Introduction¶
This book is a survival guide for the soul in an age of numbness. I wrote this book first and foremost as a message to myself—a way to wrestle deeply with the very themes I’ve been avoiding. Secondly, I write this book to all my brothers and sisters in what I call the 'Addicted Generation.' We, unfortunately, are a generation that hovers just above the surface of life—too afraid, or too unconscious, to go deep.
We are angry. We are directionless. We are fragile. We are fractured. We are distracted.
We’ve lost the rituals that once taught us when and how to grow up—to carry weight, to stand tall. School, despite its good intentions, has kept us caged—struggling to become autonomous adults in a society that desperately longs for the adult in the room. For the first twenty years of our lives we are given timetables and goals. We are told when to work and what to work on. As a teacher of over a decade, I have witnessed only a small percentage of kids who have actually engaged in seeking what life is and what it has to offer. An overwhelming majority of our kids are solely concerned with clothes, TikTok, and parties and treat their education not as a growing up and learning about the world, but as a necessary evil that they must trudge through because "my mother said so."

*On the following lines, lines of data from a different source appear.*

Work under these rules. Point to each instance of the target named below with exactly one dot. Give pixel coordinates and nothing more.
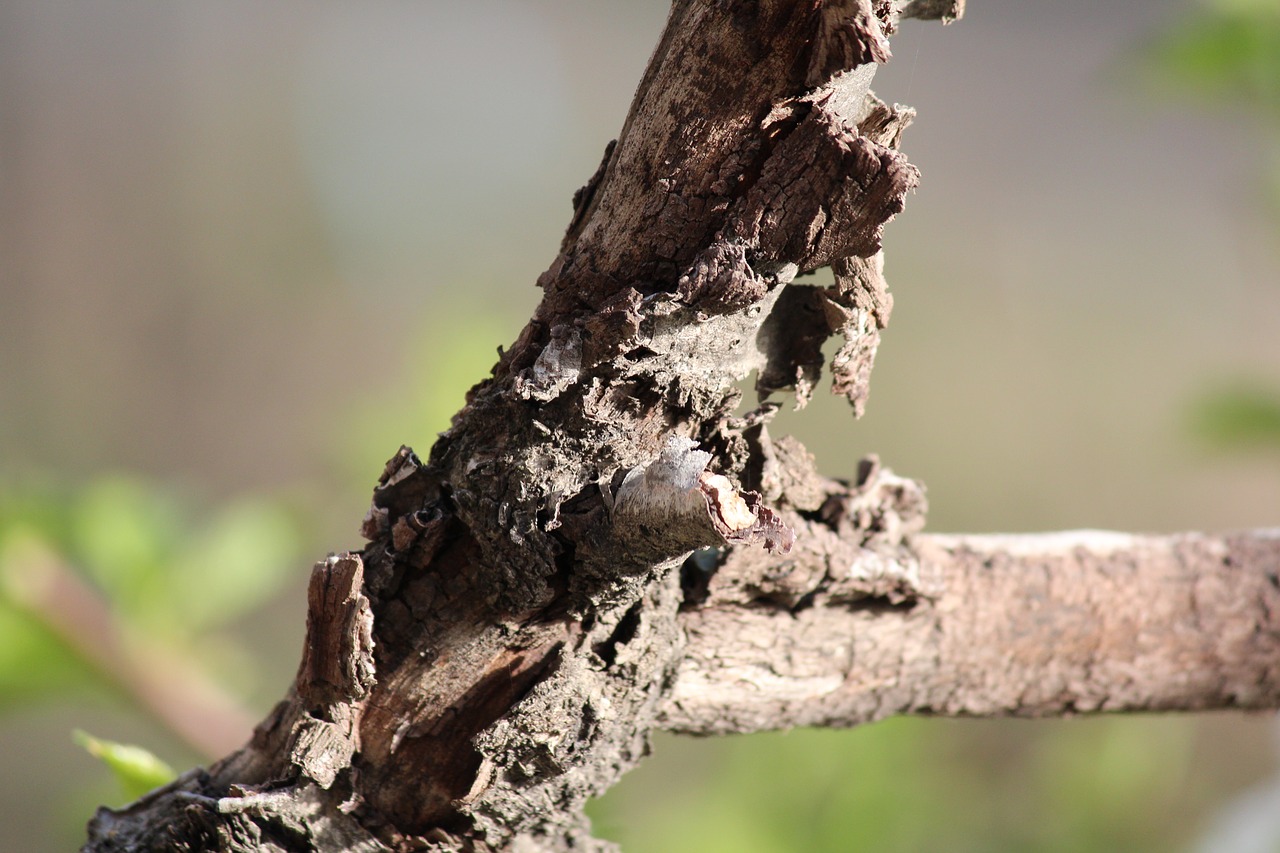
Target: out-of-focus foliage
(1226, 53)
(141, 562)
(1240, 418)
(444, 360)
(137, 770)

On top of this, modernity has "killed God" as Nietzsche put it. Regardless of our religious beliefs, we have removed all mystery from our collective thinking. We have flattened society into what we can measure and control. Contemporary religion presents God as an invisible man in the sky—a cosmic repairman summoned by prayer. We see God as an economic being—offering transactional exchanges if we have lived a good enough life. We have lost sight of the mystery of life. The unknown. The beautiful. And in doing so we have lost our "souls" along the way. We have lost the ability to dream and wonder. And this in turn has killed our relationship with life itself. We unknowingly live on the surface now—without the skill, or even the desire, to go deep. And this leaves us with a directionless and empty feeling.
The result is that we cling—to distraction, to entertainment, to anything that lets us avoid the ache. We fear silence because silence might demand something from us. And we turn to the endless scroll to hopefully discover a moment of meaning that we so deeply long for.
At least, that's what I have felt.
My addictions have been YouTube and pornography—one socially acceptable, the other shrouded in guilt and shame. Both became my escape from reality. And I am at a time in my life where I want to Grow Up. That's why I wrote this book.
As Paul famously wrote in 1 Corinthians 13.11, "When I was a child, I talked like a child, I thought like a child, I reasoned like a child. When I became a man, I put the ways of childhood behind me."
My hopes are that during the process of writing this book, I will initiate a change I want to see in myself, a deepening of the experience of life, a reshaping of my world view, a growing up. And it is my hope that by reading it, you will experience similar change. Much of this book carries a Christian flavour. I know that might leave a sour taste for some—but it's the language I grew up speaking. It's my home.
The book has two movements.
Part 1 is an exploration of how we have arrived here. Chapter 1 explores how autonomy is suppressed and how, without thresholds, we drift into adulthood unprepared. Chapter 2 explores how we’ve flattened life into only what can be measured, and what happens when we trade mystery for mastery. Chapter 3 confronts the aftermath—a culture of escape, where false gods promise meaning but leave us emptier.
Part 2 (Chapters 4–10) invites us into a path of spiritual transformation—a journey of dying to self and waking up to life. This section draws on the deep wisdom of the 12 step path, a path that I have walked for over 5 years. It is a reflection on why this path offers such a fitting antidote to the modern condition.
It brings me joy to share these thoughts with you. I hope they meet you where you are—and maybe even lead you somewhere new.